2. Ontvankelijkheid verzet
De officier van justitie heeft gevorderd verdachte niet ontvankelijk te verklaren in het ingestelde verzet. Zij heeft in dit verband allereerst aangevoerd dat [verdachte] de aan haar opgelegde strafbeschikking, bestaande uit een geldboete van € 650,00, op 12 oktober 2016 heeft voldaan. Hiermee is de zaak geëindigd. Op 13 oktober 2016 is het verzetschrift gedateerd 12 oktober 2016, bij het Functioneel Parket Amsterdam ontvangen. Door aan de strafbeschikking te voldoen heeft verdachte gelet op het bepaalde in artikel 257e, eerste lid, van het Wetboek van Strafvordering (Sv), afstand gedaan van de bevoegdheid verzet aan te tekenen. Daarnaast heeft de officier van justitie zich op het standpunt gesteld dat het verzet niet op de juiste wijze, te weten door een daartoe bevoegd persoon, is gedaan. Het verzet is ingesteld door [vertegenwoordiger] , namens [verdachte] , terwijl niet blijkt dat deze [vertegenwoordiger] ook is gemachtigd om dit te doen.
Namens verdachte is naar voren gebracht dat het niet de bedoeling is geweest om de strafbeschikking te betalen, maar om verzet in te stellen. Er is geprobeerd de betaling tegen te houden, maar dit is kennelijk niet gelukt. De betaling van de strafbeschikking berust daarmee op een dwaling. Voor zover het verzet niet op de juiste wijze zou zijn ingesteld, heeft de raadsvrouw van verdachte aangevoerd dat dit verzuim is gedekt doordat verdachte (bij gemachtigde) ter zitting is verschenen.
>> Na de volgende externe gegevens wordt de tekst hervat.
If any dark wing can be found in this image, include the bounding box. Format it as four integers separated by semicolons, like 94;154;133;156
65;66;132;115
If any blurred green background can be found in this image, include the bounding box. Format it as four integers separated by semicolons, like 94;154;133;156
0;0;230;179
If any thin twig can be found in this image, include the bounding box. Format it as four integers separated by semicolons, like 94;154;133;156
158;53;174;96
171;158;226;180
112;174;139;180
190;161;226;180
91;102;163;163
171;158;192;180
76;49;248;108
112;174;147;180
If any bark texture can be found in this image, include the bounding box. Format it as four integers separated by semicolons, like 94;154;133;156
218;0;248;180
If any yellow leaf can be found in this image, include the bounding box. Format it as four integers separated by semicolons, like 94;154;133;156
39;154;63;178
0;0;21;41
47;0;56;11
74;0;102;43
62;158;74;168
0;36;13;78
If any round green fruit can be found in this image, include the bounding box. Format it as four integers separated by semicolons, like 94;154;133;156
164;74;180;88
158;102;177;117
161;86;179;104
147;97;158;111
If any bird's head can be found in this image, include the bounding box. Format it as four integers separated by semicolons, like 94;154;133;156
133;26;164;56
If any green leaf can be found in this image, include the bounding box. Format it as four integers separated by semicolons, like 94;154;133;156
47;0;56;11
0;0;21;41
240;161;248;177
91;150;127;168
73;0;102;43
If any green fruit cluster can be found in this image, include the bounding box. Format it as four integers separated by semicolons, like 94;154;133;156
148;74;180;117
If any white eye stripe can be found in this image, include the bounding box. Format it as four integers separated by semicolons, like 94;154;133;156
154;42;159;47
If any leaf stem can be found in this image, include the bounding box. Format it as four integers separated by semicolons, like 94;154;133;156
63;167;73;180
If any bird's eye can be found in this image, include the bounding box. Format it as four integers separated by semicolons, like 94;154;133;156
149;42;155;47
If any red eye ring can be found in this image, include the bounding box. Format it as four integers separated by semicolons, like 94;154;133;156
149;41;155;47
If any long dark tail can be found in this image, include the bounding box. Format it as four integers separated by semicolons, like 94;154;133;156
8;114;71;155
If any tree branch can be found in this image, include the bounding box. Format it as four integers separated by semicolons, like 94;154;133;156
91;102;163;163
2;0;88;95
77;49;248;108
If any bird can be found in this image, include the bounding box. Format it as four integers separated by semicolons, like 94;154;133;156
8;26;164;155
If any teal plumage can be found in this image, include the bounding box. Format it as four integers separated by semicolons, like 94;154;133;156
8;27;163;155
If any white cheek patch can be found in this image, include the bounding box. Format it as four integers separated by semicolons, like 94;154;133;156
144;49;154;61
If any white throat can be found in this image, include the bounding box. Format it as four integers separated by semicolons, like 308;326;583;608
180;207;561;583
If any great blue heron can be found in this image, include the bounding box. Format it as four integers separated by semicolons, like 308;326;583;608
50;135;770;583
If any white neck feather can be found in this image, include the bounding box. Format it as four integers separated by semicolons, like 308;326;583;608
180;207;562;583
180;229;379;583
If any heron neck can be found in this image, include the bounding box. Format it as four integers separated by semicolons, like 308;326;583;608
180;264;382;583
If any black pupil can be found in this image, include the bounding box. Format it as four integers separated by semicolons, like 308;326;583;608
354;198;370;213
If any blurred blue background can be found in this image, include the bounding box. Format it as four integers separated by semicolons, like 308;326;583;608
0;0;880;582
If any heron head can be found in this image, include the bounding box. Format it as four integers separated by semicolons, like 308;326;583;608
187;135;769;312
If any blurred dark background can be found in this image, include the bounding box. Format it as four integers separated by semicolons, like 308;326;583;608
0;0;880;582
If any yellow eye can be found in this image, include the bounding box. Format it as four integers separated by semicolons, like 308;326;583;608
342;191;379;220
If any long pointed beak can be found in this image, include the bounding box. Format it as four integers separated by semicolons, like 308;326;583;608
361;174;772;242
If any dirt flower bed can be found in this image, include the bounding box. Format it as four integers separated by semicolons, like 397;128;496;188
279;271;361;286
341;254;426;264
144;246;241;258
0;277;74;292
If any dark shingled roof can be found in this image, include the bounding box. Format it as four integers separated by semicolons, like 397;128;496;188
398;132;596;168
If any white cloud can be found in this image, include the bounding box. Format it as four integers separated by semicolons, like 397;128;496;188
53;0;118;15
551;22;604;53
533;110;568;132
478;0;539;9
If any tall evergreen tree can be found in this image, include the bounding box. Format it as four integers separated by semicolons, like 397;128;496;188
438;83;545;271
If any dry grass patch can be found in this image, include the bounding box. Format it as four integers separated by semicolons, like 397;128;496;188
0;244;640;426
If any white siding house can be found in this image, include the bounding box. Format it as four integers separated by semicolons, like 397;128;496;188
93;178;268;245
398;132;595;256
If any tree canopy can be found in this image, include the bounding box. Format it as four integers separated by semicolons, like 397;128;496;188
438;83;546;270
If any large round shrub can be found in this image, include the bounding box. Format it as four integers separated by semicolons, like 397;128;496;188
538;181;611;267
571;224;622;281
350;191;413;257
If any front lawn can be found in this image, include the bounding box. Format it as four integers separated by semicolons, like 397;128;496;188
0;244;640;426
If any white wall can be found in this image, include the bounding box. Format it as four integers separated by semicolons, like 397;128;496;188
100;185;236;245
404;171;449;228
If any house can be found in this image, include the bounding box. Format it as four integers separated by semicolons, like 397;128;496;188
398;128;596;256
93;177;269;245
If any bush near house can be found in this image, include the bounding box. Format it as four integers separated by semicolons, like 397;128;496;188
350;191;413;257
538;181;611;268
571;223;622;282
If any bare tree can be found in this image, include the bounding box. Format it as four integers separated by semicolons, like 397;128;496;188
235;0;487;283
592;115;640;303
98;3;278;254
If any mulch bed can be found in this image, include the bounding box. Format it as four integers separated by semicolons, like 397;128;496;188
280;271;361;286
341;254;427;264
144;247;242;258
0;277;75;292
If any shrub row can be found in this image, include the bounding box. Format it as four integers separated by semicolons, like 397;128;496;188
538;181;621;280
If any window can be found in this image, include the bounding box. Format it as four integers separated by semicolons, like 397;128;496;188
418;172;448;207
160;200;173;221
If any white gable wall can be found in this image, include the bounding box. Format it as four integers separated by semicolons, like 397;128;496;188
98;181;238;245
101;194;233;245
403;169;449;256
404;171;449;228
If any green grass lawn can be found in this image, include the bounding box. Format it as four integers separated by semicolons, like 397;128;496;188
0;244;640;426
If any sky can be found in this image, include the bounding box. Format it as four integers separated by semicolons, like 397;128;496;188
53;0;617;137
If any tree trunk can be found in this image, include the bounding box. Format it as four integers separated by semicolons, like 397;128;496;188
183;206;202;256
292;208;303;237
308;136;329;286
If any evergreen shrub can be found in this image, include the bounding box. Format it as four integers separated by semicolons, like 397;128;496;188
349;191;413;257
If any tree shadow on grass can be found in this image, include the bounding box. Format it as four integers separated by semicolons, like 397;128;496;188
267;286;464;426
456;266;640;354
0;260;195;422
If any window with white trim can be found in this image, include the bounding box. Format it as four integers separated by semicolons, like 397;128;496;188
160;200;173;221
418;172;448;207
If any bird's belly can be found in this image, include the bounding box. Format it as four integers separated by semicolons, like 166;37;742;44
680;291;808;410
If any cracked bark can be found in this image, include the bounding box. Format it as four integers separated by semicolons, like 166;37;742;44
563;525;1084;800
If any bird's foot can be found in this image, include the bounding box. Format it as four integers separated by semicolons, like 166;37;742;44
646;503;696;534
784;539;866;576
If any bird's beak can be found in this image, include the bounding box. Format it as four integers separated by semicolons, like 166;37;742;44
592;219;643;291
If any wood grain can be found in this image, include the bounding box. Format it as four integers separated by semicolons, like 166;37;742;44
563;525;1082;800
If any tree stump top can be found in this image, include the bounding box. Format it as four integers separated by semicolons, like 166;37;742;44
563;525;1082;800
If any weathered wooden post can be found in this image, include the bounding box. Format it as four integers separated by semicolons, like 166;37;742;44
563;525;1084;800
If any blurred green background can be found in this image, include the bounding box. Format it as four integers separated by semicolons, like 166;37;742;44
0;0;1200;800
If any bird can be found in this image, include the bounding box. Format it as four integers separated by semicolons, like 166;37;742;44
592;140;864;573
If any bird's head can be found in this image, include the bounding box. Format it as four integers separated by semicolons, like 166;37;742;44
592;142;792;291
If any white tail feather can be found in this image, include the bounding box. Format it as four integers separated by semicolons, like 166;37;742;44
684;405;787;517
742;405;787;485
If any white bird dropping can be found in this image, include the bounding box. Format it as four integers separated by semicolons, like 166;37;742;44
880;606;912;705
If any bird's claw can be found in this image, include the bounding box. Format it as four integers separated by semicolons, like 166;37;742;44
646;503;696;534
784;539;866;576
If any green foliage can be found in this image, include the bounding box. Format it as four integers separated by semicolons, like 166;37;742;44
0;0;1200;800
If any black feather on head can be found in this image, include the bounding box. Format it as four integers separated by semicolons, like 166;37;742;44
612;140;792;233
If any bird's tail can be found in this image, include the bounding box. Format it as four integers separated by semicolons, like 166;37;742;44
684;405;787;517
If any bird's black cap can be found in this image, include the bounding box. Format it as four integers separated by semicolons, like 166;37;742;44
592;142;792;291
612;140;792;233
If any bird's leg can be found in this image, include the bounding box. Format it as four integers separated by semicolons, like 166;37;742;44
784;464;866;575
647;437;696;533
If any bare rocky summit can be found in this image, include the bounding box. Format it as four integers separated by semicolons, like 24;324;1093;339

De rechtbank stelt vast dat de [verdachte] bij brief van 12 oktober 2016 verzet heeft ingesteld en dat blijkens een door de officier van justitie overgelegd betalingsoverzicht op diezelfde datum bij het Centraal Justitieel Incassobureau de betaling van de strafbeschikking is ontvangen. Met de mogelijkheid verzet aan te tekenen tegen een door het Openbaar Ministerie opgelegde strafbeschikking wordt het in artikel 6 van het Europees Verdrag voor de Rechten van de Mens (EVRM) geregelde recht op toegang tot een onafhankelijke rechter gewaarborgd. Anders dan de officier van justitie heeft betoogd, kan naar het oordeel van de rechtbank in de gegeven omstandigheden niet worden gezegd dat de [verdachte] (impliciet) afstand heeft gedaan van dit wezenlijke recht op grond van de omstandigheid dat de [verdachte] is overgegaan tot betaling van de strafbeschikking. De rechtbank acht van doorslaggevend belang, dat op of omstreeks de dag van betaling van de strafbeschikking tevens verzet tegen de strafbeschikking is ingediend door de [verdachte] . In het licht hiervan kan niet worden geoordeeld dat de [verdachte] door betaling van de strafbeschikking ondubbelzinnig afstand heeft gedaan van haar bevoegdheid tot het doen van verzet en daarmee van haar wezenlijke recht op toegang tot een onafhankelijke rechter.
De rechtbank verklaart verdachte dan ook ontvankelijk in het ingestelde verzet.
3. Voorvragen
3.1.
Beroep op nietigheid van de oproeping
De raadsvrouw van verdachte heeft verzocht de oproeping nietig te verklaren nu de tenlastelegging niet kan leiden tot een kwalificatie. Bovendien voldoet de oproeping niet aan het bepaalde in artikel 261 Sv, nu wordt verwezen naar inmiddels vervallen wetsartikelen.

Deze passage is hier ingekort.